16. The BT communication device of claim 12, wherein a first frequency hopping sequence and a second frequency hopping sequence are specified in the BT frequency hopping configuration in the frequency band, and there is a constant frequency offset between the first frequency hopping sequence and the second frequency hopping sequence.

17. The BT communication device of claim 12, wherein the control circuit is further arranged to instruct the wireless communication circuit to perform a BT channel scan upon a plurality of channels in the frequency band to generate a scan result, where the plurality of channels comprise Wi-Fi preferred scanning channels (PSCs), and the BT frequency hopping configuration in the frequency band is set by the control circuit according to at least the scan result.

18. The BT communication device of claim 12, wherein any BT channel specified in the BT frequency hopping configuration in the frequency band does not overlap any channel that is used by a non-BT system in the frequency band and has a channel width not smaller than a predetermined value.
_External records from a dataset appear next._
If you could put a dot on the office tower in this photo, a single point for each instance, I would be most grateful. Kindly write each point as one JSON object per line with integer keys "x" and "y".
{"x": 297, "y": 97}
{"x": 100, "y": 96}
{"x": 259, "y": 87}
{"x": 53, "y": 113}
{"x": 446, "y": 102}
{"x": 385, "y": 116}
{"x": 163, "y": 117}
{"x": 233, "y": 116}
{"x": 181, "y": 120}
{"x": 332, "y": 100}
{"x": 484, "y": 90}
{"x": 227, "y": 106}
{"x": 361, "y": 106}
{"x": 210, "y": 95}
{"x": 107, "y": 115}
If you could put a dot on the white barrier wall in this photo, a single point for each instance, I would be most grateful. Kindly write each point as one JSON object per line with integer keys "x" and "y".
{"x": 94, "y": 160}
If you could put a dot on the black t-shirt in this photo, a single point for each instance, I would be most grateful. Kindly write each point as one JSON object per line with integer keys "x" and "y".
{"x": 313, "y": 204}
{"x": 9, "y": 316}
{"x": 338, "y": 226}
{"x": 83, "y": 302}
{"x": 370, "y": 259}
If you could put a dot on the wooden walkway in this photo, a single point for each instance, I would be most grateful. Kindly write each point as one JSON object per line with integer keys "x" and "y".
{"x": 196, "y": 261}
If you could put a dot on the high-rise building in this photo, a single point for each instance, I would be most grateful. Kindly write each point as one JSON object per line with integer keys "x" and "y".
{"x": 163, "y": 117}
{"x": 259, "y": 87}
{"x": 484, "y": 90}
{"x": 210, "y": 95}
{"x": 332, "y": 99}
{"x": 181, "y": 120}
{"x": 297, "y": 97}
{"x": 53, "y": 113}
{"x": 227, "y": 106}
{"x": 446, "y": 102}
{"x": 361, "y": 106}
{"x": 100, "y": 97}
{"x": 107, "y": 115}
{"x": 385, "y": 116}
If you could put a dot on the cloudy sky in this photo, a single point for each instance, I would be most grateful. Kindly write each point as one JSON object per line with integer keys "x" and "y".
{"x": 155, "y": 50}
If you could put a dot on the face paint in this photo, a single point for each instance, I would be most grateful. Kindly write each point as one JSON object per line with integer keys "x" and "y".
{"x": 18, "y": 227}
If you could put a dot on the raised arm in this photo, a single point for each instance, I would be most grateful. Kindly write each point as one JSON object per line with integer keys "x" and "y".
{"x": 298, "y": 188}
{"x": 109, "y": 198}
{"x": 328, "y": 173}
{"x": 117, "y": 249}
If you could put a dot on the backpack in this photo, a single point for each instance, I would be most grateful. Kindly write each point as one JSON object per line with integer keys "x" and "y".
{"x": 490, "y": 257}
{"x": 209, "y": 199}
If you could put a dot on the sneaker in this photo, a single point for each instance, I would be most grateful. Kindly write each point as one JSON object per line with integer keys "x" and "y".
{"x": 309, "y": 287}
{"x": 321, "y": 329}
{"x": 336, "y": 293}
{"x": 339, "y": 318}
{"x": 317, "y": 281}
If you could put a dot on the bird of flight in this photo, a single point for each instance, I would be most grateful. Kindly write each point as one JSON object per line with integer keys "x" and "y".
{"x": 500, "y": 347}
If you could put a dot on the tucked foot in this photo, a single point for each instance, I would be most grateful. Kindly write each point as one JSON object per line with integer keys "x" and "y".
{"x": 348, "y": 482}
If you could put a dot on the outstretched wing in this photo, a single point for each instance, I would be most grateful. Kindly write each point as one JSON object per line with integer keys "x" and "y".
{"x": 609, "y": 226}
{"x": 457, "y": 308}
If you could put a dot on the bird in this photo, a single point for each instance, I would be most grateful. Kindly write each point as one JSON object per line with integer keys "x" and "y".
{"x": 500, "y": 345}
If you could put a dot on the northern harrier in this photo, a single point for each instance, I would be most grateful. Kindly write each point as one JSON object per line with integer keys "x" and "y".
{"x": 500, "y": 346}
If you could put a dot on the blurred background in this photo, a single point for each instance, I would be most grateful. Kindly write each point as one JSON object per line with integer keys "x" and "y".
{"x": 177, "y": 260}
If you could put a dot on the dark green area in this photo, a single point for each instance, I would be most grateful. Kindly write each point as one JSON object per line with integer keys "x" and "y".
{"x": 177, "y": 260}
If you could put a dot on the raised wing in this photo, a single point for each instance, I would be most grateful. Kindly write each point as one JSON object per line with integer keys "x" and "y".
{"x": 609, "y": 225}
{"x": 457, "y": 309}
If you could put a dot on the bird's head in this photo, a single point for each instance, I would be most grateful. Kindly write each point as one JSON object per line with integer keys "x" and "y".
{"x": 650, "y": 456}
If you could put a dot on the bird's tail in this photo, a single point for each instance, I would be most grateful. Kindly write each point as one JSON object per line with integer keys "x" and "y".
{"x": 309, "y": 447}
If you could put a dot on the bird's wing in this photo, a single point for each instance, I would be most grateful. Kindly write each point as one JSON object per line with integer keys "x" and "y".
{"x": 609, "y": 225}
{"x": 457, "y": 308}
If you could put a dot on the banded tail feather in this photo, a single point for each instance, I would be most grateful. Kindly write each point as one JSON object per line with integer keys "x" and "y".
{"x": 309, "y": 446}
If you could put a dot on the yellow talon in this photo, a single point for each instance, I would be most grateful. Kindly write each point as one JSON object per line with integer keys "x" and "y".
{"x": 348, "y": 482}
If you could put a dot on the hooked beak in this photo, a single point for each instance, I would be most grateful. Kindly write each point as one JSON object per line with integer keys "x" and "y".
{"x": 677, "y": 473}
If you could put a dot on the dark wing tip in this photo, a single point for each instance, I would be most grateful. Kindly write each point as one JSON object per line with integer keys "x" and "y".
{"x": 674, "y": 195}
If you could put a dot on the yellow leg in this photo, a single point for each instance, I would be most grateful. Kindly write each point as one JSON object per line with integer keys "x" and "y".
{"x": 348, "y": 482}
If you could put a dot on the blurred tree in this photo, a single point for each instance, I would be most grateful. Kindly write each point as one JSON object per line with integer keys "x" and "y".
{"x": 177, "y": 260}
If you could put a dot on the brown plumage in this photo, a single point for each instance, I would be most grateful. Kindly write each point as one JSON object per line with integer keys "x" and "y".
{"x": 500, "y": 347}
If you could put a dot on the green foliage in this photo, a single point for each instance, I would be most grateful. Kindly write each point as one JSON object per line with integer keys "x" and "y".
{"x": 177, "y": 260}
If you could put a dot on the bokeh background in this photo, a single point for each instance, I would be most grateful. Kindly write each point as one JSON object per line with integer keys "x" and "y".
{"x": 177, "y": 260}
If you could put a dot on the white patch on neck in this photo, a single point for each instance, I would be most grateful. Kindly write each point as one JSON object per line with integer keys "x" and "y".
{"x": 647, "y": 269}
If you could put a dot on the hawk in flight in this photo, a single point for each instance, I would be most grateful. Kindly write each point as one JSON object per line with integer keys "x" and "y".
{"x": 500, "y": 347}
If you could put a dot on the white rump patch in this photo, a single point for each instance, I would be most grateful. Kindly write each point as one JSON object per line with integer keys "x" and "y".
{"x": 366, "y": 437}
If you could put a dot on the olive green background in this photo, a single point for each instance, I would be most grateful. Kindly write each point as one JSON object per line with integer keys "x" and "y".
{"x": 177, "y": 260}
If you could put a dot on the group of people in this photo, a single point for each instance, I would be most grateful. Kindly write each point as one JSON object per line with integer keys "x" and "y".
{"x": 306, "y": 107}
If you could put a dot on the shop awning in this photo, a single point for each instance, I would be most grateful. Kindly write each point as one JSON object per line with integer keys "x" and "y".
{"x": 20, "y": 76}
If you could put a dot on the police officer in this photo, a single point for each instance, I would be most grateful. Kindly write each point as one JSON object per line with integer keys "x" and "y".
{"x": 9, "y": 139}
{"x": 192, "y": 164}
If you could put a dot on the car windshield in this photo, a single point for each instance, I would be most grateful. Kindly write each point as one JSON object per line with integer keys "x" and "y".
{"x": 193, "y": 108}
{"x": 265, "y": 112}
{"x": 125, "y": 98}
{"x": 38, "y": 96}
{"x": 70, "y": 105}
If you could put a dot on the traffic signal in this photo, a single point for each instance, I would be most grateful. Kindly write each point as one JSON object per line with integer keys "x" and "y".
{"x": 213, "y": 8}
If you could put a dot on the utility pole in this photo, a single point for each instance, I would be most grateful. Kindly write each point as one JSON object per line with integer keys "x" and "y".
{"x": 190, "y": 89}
19. The BT communication device of claim 18, wherein the non-BT system is a Wi-Fi system, and the predetermined value is 80 MHz.

20. The BT communication device of claim 12, wherein the BT communication device is a part of a BT system, the BT system and a non-BT system coexist in a same chip, and the BT frequency hopping configuration in the frequency band does not include a channel of the frequency band that is used by the non-BT system.

21. The BT communication device of claim 20, wherein the non-BT system is a Wi-Fi system or a Zigbee system.

22. The BT communication device of claim 12, wherein the frequency band comprises at least one of a 5 GHz band and a 6 GHz band.